True Faith, True Light: The Devotional Art of Ed Stilley by John Littel
Lots of luthiers are doing nice clean, sophisticated, carefully developed work. Yes, our standards of fit and finish are high these days. But have we squeezed the soul out of it? Did we lose the spark of wonder as we chased the phantom of perfection? Nah. But you might like to check out this book about a guy who feels inspired to make some primitive and heartfelt instruments out of whatever the Universe sends him. And the Universe has a sense of humor.

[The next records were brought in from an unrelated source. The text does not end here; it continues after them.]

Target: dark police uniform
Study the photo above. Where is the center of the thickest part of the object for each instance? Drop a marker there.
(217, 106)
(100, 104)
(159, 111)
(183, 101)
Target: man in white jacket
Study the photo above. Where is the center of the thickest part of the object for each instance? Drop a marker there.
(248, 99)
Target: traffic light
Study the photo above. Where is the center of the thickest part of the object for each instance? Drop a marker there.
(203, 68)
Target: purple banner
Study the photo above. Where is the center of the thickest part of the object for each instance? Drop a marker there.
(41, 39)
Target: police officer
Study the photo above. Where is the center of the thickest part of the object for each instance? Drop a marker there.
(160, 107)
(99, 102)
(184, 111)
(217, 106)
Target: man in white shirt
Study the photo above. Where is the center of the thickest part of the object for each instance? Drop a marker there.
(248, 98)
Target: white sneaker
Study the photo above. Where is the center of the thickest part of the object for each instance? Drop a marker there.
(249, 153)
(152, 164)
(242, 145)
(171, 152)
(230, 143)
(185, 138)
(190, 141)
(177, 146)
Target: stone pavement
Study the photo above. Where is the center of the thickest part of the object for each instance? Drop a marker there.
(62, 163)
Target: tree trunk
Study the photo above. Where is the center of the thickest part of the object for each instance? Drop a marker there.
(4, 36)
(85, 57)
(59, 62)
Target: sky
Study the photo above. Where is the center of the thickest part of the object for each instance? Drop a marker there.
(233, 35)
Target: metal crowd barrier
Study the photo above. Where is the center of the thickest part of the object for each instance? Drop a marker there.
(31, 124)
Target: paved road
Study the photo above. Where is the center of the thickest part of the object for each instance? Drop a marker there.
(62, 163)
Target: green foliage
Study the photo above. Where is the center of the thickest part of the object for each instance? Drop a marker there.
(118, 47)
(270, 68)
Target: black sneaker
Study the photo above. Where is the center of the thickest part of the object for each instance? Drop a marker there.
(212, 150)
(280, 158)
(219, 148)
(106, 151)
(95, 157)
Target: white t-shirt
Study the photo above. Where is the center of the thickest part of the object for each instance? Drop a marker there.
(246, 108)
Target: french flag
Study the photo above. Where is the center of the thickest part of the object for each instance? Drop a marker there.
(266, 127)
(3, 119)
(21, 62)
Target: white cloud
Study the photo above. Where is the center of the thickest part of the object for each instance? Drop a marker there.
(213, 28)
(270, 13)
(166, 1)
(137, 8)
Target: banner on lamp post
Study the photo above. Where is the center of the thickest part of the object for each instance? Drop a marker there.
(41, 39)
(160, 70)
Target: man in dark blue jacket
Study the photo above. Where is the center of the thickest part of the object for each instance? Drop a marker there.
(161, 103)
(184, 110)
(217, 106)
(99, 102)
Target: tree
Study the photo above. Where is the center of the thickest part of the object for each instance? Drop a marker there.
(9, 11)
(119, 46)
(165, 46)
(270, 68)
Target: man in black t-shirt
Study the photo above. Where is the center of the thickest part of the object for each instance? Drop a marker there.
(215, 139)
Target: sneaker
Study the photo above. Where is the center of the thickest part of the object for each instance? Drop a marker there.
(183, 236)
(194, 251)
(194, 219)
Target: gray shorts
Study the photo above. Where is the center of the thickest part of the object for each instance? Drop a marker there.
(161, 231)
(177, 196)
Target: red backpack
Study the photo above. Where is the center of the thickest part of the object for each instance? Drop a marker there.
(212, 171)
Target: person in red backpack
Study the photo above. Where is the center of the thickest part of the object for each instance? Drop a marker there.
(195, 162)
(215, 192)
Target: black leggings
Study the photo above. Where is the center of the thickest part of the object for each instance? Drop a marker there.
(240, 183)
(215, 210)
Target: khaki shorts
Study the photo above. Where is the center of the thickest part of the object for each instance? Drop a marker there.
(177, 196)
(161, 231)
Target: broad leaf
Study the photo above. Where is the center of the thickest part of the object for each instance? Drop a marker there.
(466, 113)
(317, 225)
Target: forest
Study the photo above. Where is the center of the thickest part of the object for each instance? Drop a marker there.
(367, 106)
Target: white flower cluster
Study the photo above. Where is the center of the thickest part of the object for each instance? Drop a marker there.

|It Worked for Me by Rick Rubin, Graham McDonald, and Gene Simpson
Big Ziplock bags work for vacuum pressing. Ironwood works great for bandsaw guides. Take a photo of a ruler under the strings to duplicate nut spacing.
|Questions edited by R.M. Mottola
What are the rules about mentioning certain trade names in instructional videos? Where do you get cases for huge custom flattop basses? How do you make and locate pinless bridges for steel string guitars?
|In Memoriam: Don Bradley
by by Deb Olsen, Chris Herrod, Al Carruth, and Fred Carlson
Ouch. It’s tough to lose an old friend like good ol’ Don Bradley. Maker of frequency generators, keeper of llamas, attender of GAL Conventions, super great guy.